The head of Saddam Hussein's tribe was killed by a bomb planted on his vehicle north of Baghdad on Tuesday, police said. The blast killed Sheikh Ali al-Neda as he travelled along a highway after leaving his home in the late Iraqi president's hometown of Awja.
It was Neda, a member of Iraq's minority Sunni Arab sect, who took possession of Saddam's body for burial after the Iraqi leader was executed in December 2006 for crimes against humanity. Gunmen shot dead Neda's brother in 2006.

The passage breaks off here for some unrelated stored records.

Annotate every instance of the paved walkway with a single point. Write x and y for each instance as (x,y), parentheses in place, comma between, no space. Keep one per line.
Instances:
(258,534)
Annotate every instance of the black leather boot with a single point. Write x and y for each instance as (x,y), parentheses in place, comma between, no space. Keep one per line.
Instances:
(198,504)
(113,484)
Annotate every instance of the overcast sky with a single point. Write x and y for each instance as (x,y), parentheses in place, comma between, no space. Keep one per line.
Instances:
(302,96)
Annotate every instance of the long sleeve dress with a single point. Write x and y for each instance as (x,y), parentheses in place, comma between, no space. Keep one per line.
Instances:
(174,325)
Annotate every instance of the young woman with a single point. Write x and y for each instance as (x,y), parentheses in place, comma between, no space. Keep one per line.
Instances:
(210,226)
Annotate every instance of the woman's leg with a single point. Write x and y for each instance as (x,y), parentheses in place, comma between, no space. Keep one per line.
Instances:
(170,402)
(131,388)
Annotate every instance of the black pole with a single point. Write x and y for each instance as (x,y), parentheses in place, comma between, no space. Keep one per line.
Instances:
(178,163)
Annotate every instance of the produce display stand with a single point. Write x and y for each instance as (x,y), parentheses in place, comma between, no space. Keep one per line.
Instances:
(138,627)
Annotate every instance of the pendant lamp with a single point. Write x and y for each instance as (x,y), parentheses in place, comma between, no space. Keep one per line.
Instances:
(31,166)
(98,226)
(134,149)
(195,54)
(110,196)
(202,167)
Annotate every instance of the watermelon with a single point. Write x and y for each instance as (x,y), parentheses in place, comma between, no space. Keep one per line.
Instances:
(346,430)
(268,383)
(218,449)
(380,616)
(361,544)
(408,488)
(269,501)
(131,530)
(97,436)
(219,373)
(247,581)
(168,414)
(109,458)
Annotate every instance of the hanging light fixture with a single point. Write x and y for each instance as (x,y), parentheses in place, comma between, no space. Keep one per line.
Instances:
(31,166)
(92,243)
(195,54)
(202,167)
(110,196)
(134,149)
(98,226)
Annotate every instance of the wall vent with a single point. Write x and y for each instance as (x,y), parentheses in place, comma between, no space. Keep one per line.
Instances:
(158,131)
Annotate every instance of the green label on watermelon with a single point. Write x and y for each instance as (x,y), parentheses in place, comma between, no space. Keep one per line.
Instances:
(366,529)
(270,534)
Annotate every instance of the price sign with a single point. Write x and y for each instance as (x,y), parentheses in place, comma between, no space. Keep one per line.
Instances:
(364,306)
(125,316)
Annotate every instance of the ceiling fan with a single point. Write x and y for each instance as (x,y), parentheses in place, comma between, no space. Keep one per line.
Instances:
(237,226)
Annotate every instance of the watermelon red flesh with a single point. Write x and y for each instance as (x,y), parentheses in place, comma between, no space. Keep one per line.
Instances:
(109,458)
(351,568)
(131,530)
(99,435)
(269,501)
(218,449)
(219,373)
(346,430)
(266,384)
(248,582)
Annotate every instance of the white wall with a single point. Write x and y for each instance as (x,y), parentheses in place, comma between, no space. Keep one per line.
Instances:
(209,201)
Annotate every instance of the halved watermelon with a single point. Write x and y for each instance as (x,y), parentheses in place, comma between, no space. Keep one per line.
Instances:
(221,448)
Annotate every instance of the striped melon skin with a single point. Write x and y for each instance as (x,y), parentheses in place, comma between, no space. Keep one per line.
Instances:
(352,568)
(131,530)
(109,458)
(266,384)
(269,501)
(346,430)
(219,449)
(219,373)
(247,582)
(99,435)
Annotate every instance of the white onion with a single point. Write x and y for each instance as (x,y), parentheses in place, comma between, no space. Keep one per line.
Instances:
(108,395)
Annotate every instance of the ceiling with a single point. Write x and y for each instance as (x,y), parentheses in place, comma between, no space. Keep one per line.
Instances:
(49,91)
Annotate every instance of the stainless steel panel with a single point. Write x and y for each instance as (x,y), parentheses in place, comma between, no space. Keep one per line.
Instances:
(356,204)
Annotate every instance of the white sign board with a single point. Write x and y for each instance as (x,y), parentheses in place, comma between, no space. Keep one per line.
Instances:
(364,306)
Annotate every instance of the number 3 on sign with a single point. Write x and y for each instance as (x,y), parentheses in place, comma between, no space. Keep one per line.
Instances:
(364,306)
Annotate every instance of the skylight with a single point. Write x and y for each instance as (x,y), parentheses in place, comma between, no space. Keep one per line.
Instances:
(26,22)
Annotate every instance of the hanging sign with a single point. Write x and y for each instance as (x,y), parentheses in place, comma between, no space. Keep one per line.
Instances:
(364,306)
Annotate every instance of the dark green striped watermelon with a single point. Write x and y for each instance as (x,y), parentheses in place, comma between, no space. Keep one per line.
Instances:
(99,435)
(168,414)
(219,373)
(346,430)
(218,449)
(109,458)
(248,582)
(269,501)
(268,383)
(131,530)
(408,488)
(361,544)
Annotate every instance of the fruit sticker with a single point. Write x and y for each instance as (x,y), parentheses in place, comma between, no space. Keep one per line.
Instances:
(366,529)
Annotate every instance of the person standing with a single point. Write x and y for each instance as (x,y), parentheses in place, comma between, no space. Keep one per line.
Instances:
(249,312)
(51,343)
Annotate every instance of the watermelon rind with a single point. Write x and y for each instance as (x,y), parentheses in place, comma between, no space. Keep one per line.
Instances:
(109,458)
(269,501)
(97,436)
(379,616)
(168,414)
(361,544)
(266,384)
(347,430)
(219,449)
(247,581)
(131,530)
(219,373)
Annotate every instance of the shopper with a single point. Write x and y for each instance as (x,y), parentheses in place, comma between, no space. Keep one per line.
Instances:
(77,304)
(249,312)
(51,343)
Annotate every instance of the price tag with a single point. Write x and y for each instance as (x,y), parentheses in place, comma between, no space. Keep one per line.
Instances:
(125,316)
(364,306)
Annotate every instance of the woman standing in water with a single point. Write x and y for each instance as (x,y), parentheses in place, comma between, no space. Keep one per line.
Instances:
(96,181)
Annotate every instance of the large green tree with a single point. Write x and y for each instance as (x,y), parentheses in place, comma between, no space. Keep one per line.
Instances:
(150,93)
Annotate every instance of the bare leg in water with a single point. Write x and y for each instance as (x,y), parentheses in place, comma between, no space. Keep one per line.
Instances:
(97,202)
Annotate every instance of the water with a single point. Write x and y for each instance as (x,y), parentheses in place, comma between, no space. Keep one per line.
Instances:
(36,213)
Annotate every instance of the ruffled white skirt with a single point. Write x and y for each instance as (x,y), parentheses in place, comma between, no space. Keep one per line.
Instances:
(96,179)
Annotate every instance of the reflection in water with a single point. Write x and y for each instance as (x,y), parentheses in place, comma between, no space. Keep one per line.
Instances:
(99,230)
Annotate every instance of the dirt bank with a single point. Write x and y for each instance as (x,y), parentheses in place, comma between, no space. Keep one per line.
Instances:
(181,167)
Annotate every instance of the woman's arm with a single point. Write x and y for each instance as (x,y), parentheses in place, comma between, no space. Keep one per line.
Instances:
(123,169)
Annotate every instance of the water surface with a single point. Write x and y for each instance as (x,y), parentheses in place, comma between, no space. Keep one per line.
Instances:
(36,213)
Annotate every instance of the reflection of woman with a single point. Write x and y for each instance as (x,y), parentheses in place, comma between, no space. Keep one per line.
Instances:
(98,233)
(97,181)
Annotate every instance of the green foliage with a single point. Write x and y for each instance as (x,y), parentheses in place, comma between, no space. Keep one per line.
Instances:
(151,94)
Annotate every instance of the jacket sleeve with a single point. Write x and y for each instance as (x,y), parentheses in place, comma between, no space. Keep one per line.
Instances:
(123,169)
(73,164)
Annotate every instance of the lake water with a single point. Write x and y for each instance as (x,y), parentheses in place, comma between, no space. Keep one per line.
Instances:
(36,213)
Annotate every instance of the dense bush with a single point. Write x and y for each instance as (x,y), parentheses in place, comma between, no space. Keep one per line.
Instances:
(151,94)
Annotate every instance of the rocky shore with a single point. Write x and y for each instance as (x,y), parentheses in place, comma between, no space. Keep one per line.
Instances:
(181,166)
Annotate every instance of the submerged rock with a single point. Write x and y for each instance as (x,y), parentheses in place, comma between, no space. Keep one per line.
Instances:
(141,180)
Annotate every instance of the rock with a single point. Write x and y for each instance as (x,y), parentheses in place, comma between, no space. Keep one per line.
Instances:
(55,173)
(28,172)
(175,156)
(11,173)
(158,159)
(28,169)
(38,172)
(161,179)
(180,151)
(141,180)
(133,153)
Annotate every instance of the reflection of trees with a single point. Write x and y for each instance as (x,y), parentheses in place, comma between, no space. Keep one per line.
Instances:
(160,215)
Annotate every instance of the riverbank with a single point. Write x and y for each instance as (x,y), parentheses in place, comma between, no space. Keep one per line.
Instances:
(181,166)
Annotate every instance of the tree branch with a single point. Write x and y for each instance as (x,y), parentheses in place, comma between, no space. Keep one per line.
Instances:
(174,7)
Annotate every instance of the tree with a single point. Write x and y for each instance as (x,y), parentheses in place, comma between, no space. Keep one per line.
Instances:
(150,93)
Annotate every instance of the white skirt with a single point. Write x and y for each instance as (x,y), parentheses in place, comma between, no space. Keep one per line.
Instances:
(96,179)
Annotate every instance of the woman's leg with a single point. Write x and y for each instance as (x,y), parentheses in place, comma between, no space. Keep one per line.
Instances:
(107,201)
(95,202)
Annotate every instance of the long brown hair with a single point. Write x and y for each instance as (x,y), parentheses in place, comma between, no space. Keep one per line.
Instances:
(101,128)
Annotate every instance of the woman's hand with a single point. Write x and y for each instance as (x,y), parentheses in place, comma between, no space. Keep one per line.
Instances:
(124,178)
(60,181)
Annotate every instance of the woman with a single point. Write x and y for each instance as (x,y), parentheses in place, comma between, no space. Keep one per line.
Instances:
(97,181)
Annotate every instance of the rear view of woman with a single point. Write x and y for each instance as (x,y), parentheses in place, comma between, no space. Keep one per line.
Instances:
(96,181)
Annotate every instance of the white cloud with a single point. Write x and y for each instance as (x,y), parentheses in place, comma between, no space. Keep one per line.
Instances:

The bomb appeared to have been fixed to the undercarriage of Neda's car, said Major Hassan Emhimid, a police officer in the nearby town of Tikrit. "Sheikh Neda was the victim of assassination. When he left his house there was a bomb in his car that killed him and a driver and wounded two of his guards," said Major Ahmed Subhi, head of a counter-terrorism unit in Salahuddin province.
A spokesman for Salahuddin Governor Hamad al-Qaisi confirmed the sheikh, head of the Albu-Naser tribe, had been killed. Neda's supporters said he had no political affiliations. Qaisi imposed an indefinite curfew in Awja, 150 km (95 miles) north of Baghdad. Police sealed off the town and searched for suspects.